Montag, 21. Mai 2007

(Buchbesprechung): Flight by Sherman Alexie

www.boston.com - 21.05.07

The teenage American Indian protagonist of "Flight," known as "Zits" for obvious adolescent reasons, has spent his young life shuttling between foster care and juvenile detention, though we can see he has a sense of humor about it. During a brief run-in with the cops, he tells us, he is put in a holding cell "with a black kid and a white kid and a Chinese kid. We're the United Nations of juvenile delinquents."

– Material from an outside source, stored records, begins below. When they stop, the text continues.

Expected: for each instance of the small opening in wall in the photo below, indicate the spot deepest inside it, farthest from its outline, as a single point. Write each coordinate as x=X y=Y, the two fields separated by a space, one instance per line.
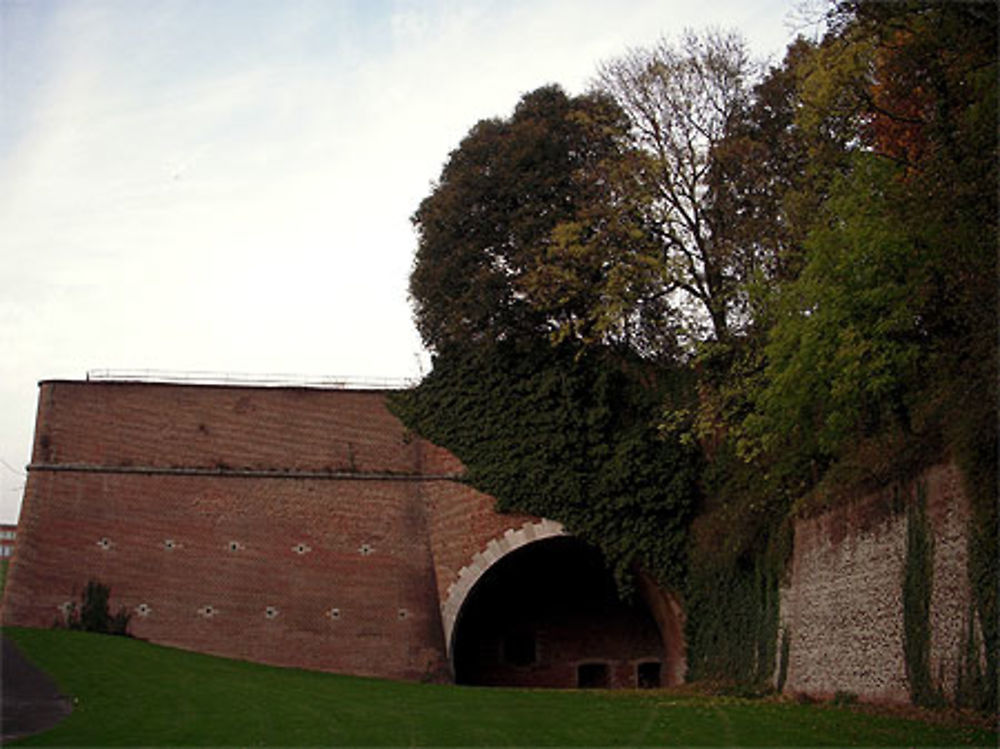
x=593 y=676
x=647 y=675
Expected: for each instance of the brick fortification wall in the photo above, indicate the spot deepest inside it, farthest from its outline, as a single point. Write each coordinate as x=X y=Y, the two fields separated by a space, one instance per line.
x=293 y=526
x=282 y=525
x=843 y=605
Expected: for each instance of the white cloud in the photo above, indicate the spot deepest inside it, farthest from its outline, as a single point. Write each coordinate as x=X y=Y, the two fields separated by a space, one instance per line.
x=228 y=185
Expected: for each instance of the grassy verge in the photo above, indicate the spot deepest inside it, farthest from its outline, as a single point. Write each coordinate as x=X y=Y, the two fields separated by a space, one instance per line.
x=131 y=693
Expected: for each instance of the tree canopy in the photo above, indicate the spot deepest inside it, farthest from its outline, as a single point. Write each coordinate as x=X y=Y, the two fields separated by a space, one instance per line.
x=808 y=253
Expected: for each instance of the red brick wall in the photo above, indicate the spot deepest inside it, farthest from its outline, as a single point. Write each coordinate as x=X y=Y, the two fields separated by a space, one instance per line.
x=293 y=526
x=328 y=569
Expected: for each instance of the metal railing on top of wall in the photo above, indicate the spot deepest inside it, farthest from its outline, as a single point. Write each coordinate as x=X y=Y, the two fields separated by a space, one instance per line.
x=341 y=382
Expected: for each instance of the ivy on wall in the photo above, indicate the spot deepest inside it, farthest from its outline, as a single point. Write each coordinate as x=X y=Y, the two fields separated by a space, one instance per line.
x=918 y=576
x=568 y=434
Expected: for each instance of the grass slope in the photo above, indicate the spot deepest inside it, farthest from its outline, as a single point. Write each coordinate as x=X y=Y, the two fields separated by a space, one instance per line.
x=132 y=693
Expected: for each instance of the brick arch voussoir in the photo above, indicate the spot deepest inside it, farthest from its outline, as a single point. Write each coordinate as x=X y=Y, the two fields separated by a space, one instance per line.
x=496 y=549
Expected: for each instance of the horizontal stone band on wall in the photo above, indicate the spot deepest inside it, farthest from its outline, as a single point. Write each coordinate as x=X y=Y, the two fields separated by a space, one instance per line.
x=253 y=473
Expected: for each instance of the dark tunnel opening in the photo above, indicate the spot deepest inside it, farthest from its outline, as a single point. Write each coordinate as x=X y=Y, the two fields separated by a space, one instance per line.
x=549 y=615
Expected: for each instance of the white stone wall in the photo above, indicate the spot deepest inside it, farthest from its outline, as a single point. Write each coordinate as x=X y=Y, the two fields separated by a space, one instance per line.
x=843 y=603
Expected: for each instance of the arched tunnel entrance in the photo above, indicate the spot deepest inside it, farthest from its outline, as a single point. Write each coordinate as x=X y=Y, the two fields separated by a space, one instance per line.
x=548 y=615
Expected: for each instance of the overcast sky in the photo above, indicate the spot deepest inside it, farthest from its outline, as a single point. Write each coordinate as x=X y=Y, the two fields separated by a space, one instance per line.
x=226 y=185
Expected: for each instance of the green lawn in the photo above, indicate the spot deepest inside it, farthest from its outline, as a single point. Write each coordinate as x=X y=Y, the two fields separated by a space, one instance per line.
x=132 y=693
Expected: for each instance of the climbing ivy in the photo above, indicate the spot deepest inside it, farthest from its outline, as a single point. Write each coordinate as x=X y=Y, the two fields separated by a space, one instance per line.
x=732 y=620
x=918 y=575
x=570 y=434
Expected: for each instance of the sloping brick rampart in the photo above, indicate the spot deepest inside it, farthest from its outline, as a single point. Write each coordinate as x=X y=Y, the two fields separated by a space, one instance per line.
x=843 y=606
x=293 y=526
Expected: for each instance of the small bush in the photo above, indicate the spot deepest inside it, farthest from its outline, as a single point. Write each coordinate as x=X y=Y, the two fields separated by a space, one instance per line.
x=93 y=615
x=843 y=698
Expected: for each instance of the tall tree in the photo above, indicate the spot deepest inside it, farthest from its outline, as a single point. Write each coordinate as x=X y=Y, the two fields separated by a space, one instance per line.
x=507 y=242
x=681 y=101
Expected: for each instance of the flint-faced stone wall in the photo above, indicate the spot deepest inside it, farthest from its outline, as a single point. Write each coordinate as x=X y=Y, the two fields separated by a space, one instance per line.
x=843 y=604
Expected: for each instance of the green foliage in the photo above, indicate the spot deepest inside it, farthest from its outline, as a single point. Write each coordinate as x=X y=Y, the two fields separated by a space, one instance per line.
x=917 y=580
x=731 y=622
x=132 y=693
x=93 y=614
x=783 y=655
x=569 y=434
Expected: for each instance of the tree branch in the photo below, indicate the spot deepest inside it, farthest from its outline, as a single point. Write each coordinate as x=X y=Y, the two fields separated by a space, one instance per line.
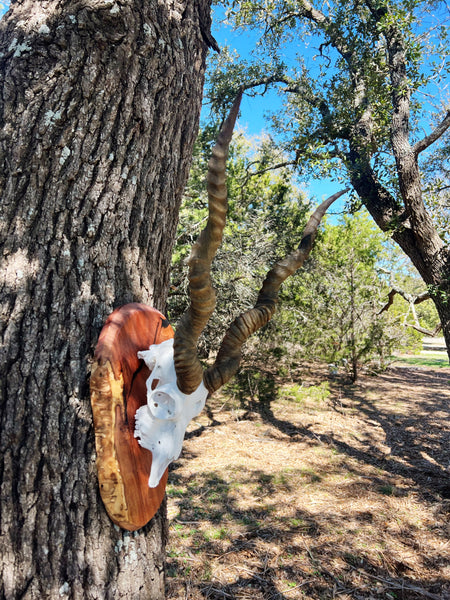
x=424 y=143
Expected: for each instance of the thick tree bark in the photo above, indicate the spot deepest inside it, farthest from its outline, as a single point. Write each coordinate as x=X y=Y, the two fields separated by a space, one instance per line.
x=99 y=108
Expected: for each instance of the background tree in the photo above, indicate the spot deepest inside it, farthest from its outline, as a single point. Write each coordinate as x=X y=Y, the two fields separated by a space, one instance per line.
x=332 y=311
x=368 y=107
x=99 y=109
x=266 y=216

Out on the streets again, lonely, rebellious Zits is befriended by one of his former cellmates, a charismatic sociopath with a hoard of weapons, looking for a disciple to help use them. Without any adult to guide him, Zits needs to find an identity and ethical grounding of his own -- immediately if not sooner. On cue the novel jumps into a shape-shifting, time-traveling fourth dimension, sweeping Zits along on a character-forming roller-coaster ride through the bad-trip theme park of American history.

Sherman Alexie, who has been called the Native American James Baldwin, writes with anger, humor, raw inventiveness, and defiant pride. We're pretty sure that Zits is too cool a kid to be headed for a tragic ending, no matter how postmodern, but it's touch and go for a while.